La propulsion est ce qui rend ce taux de production important sur le plan commercial. Le propulseur à effet Hall de 20 kW de K2 est conçu pour permettre à un satellite de gravir de l’orbite terrestre basse à l’orbite terrestre moyenne sous sa propre puissance en moins de 90 jours, ce que l’entreprise affirme lui permettre de mettre quatre fois plus de satellites sur un seul lancement et de déployer une constellation avec moins de fusées.
Pourquoi le capital arrive maintenant
Deux courbes de demande convergent vers les satellites à haute puissance, et les deux étaient visibles avant ce tour de table.

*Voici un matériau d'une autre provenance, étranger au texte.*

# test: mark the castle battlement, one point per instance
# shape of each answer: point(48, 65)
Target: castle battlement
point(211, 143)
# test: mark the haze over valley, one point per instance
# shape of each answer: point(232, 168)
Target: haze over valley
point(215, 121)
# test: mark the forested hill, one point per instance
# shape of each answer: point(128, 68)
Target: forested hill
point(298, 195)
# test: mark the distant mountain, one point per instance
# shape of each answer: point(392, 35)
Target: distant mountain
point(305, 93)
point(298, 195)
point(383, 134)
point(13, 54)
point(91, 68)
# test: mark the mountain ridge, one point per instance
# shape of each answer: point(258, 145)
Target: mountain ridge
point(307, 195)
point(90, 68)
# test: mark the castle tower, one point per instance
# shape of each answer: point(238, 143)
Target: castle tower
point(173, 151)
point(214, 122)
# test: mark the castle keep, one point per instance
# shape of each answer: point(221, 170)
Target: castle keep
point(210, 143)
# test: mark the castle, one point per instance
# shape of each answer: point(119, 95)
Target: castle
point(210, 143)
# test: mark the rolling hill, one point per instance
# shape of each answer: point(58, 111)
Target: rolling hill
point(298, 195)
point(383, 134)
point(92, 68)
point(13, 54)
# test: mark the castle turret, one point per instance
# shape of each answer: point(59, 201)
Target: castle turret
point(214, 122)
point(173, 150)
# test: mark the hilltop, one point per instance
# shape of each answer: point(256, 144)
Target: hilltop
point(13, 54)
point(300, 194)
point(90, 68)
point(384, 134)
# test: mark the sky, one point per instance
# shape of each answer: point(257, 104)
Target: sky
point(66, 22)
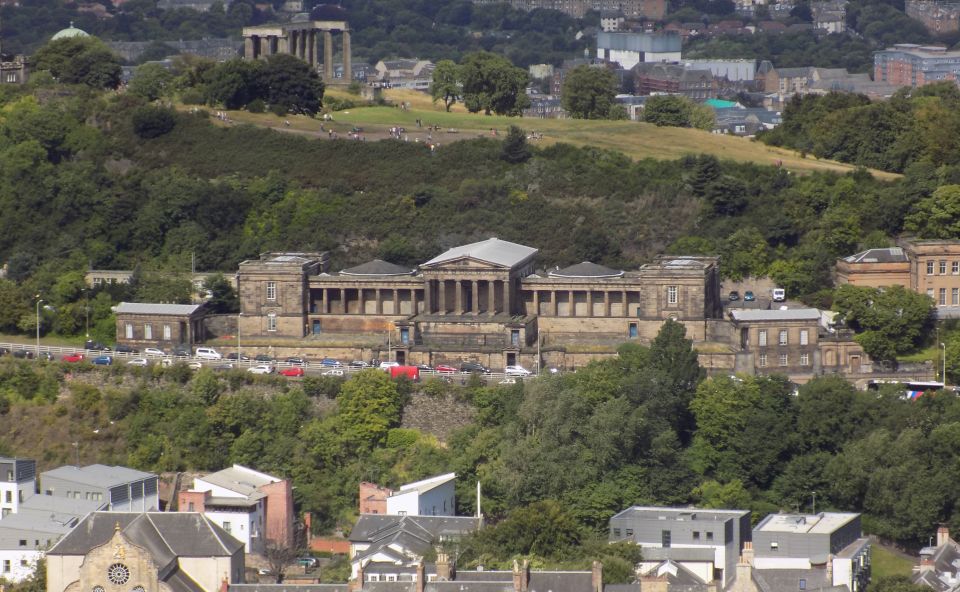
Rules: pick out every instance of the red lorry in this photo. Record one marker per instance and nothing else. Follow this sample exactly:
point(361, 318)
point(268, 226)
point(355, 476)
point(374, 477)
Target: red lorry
point(411, 372)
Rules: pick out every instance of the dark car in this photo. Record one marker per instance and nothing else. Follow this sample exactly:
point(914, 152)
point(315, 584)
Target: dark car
point(474, 367)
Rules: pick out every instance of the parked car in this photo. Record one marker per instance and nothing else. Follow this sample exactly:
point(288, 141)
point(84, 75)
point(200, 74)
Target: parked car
point(208, 353)
point(516, 371)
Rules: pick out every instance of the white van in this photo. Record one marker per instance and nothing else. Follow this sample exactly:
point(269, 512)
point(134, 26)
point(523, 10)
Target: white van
point(208, 353)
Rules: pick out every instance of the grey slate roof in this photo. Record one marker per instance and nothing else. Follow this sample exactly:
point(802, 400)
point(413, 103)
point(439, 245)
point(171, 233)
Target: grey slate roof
point(166, 535)
point(792, 314)
point(887, 255)
point(585, 269)
point(157, 309)
point(494, 250)
point(96, 475)
point(377, 267)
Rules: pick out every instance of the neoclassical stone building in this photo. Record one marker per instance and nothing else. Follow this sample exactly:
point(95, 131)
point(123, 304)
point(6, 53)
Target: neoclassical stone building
point(484, 300)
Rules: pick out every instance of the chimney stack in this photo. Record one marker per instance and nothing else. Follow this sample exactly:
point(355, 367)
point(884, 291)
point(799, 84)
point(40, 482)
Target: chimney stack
point(596, 579)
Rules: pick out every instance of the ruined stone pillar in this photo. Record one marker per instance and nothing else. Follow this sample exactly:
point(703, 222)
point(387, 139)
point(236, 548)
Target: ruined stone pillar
point(347, 59)
point(327, 56)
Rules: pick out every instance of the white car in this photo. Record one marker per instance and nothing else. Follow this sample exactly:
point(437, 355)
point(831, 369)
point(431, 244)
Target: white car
point(516, 371)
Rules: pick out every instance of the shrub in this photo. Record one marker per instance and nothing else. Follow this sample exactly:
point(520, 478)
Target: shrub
point(151, 122)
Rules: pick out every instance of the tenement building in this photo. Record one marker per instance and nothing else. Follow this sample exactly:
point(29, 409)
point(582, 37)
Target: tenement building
point(485, 301)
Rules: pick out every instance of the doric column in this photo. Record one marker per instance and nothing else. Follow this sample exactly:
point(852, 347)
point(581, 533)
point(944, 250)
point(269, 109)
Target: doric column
point(491, 297)
point(347, 59)
point(327, 56)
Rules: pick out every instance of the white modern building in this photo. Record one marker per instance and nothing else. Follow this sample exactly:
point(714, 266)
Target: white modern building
point(430, 497)
point(18, 482)
point(123, 489)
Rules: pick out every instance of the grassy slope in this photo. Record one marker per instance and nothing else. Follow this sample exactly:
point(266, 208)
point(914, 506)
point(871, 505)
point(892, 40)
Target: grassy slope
point(637, 140)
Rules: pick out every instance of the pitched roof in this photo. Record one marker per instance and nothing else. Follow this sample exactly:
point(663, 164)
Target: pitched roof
point(585, 269)
point(156, 309)
point(96, 475)
point(791, 314)
point(165, 535)
point(493, 250)
point(377, 267)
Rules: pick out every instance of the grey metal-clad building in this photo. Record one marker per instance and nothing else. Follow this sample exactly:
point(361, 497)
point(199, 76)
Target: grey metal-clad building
point(123, 489)
point(692, 537)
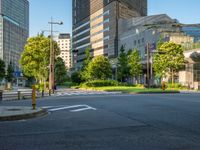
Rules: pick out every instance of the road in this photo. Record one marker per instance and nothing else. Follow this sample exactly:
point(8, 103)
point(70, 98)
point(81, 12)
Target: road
point(108, 122)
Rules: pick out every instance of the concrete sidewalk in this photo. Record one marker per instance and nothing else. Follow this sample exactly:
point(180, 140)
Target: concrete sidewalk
point(11, 113)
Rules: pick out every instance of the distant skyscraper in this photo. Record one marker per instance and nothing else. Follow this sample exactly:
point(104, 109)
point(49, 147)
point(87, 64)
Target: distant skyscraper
point(14, 29)
point(64, 43)
point(95, 25)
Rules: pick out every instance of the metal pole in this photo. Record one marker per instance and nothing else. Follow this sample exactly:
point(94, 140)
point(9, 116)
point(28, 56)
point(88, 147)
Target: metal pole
point(148, 75)
point(51, 74)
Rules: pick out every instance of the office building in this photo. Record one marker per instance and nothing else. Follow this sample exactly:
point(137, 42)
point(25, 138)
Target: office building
point(14, 30)
point(137, 32)
point(95, 25)
point(64, 43)
point(193, 31)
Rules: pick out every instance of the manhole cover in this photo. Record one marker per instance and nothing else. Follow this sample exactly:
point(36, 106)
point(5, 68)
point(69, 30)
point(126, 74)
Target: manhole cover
point(13, 109)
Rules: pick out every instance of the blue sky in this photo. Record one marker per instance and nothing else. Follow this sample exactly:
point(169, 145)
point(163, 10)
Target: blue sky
point(41, 11)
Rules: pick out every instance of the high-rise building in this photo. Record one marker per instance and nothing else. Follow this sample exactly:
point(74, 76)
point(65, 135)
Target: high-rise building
point(14, 30)
point(64, 43)
point(95, 25)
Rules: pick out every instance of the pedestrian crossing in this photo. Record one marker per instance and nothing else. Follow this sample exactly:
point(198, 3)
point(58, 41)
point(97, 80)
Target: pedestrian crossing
point(82, 93)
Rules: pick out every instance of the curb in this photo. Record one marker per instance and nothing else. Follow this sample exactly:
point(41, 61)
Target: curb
point(154, 92)
point(39, 113)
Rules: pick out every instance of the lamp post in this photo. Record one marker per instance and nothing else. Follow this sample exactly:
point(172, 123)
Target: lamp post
point(52, 57)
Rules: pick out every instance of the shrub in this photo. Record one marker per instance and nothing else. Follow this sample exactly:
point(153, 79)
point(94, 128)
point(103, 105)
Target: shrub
point(76, 77)
point(40, 86)
point(175, 85)
point(100, 83)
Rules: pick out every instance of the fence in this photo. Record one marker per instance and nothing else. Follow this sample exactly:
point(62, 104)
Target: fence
point(20, 95)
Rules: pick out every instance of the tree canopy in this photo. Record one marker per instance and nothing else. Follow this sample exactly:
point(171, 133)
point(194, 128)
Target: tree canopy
point(195, 57)
point(99, 68)
point(2, 69)
point(134, 61)
point(122, 65)
point(88, 58)
point(60, 71)
point(10, 72)
point(169, 59)
point(35, 58)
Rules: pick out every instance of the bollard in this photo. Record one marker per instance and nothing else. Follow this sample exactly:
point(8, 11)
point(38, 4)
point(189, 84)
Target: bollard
point(49, 92)
point(33, 97)
point(42, 93)
point(1, 95)
point(19, 95)
point(163, 85)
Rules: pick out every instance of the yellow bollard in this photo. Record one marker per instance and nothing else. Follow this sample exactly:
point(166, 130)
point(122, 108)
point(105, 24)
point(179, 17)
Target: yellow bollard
point(163, 85)
point(34, 97)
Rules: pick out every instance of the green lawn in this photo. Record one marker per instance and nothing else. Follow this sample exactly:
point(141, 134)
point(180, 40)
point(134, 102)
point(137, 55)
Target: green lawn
point(129, 89)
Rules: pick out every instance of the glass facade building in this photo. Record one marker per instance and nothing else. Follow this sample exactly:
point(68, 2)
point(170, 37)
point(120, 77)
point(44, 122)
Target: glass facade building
point(95, 25)
point(193, 31)
point(14, 30)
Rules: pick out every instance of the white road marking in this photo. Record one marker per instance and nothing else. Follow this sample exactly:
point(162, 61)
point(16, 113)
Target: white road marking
point(79, 108)
point(82, 109)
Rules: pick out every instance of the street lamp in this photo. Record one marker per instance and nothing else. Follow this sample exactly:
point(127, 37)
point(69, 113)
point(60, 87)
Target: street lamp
point(52, 57)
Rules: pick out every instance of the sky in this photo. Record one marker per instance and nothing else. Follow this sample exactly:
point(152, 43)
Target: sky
point(41, 11)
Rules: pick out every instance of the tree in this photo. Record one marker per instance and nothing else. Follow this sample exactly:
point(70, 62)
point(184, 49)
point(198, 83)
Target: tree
point(195, 57)
point(135, 64)
point(2, 70)
point(76, 77)
point(35, 58)
point(99, 68)
point(122, 65)
point(60, 71)
point(10, 71)
point(87, 60)
point(169, 59)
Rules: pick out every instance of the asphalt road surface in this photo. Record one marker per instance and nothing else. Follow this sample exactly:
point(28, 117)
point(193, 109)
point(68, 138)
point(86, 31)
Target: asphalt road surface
point(108, 122)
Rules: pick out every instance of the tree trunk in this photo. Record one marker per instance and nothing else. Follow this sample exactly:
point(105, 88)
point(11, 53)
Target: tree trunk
point(172, 78)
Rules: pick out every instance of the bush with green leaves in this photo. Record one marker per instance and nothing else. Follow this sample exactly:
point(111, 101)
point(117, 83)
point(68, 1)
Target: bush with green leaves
point(175, 85)
point(100, 83)
point(76, 77)
point(99, 69)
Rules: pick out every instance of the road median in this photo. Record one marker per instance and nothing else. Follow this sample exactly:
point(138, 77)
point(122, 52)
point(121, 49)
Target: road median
point(12, 113)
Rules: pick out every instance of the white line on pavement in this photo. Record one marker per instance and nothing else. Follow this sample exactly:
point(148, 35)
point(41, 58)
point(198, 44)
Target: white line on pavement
point(82, 109)
point(73, 106)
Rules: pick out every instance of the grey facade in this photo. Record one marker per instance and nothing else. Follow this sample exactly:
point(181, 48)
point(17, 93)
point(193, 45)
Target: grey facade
point(95, 25)
point(14, 30)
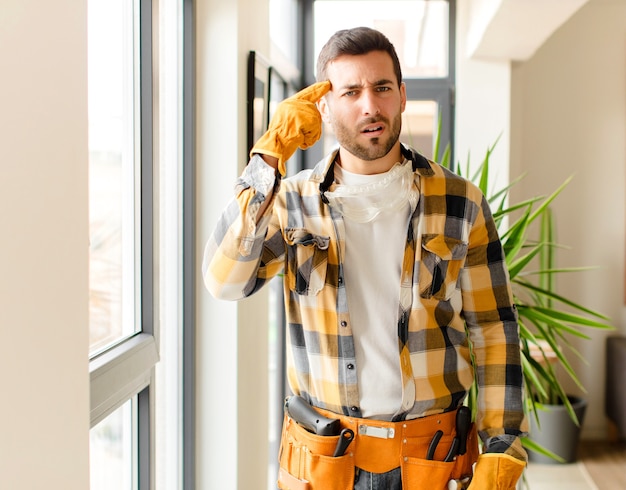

Celle du secteur commercial a un nom et une commande. SES est en train de construire meoSphere, son réseau de satellites à orbite terrestre moyenne de nouvelle génération, sur 28 plates-formes K2 initialement évaluées à 20 kW chacune, visant à être opérationnel d’ici 2030. SES décrit le réseau comme une colonne vertébrale dans l’espace : des liaisons optiques satellite à satellite fonctionnant à des débits allant jusqu’à 100 Gbps, avec un calcul et un stockage de bord pour que les données des clients puissent être traitées en orbite plutôt que d’être renvoyées au sol. C’est un opérateur payant qui fait valoir le cas des 20 kW par écrit.
Celui de la défense est plus discret et plus ancien. K2 a embauché John Plumb, l’ancien secrétaire adjoint à la Défense pour la politique spatiale, comme directeur de la stratégie en janvier 2025, et l’argent de la Force spatiale derrière Gravitas précède tout travail de constellation commerciale de l’entreprise. Bloomberg a décrit les satellites de K2 comme conçus pour les communications et les missions de défense à forte charge de données, ce qui correspond au carnet de commandes.
La présence de CapitalG est le détail que les investisseurs de ce secteur remarqueront. Le fonds de croissance d’Alphabet énumère ses domaines d’investissement comme l’infrastructure d’entreprise, la sécurité et les données, la fintech et les marchés de consommateurs, et il arrive sur une table de cap pour les buses de satellites alors que les hyperscalers réfléchissent à l’opportunité de faire des travaux de formation et d’inférence en orbite. Le capital a bougé dans cette direction depuis des mois : Cowboy Space a levé 275 millions de dollars en série B à une valorisation de 2 milliards de dollars en mai 2026 pour construire des centres de données d’intelligence artificielle en orbite, et les fournisseurs terrestres ont poursuivi le marché adjacent des données classifiées et de sécurité nationale.
Ce qui suit
La feuille de route déclarée de K2 passe par Giga, une plate-forme de 100 kW conçue pour Starship et New Glenn que l’entreprise a présentée pour le calcul à l’échelle de l’intelligence artificielle en orbite, les réseaux s’étendant sur plusieurs orbites et les télescopes produits en masse. Kunjur a déclaré que la conception de 100 kW est déjà prête sur le plan de l’usine, et que K2 prévoit 11 satellites au cours des deux prochaines années, avec des constellations de clients déployées à partir de 2028.
Le prochain jalon matériel est Trinity, la mission de trois satellites que K2 a contractée avec SpaceX pour voler en orbite terrestre basse, en orbite terrestre moyenne et en orbite de transfert géostationnaire sur un seul Falcon 9 en 2027. Avant cela, les vols de reconnaissance de SES commencent à mettre les buses K2 sous les charges utiles d’un opérateur payant, le premier d’une série que les deux entreprises prévoient de faire voler ensemble au cours des trois prochaines années.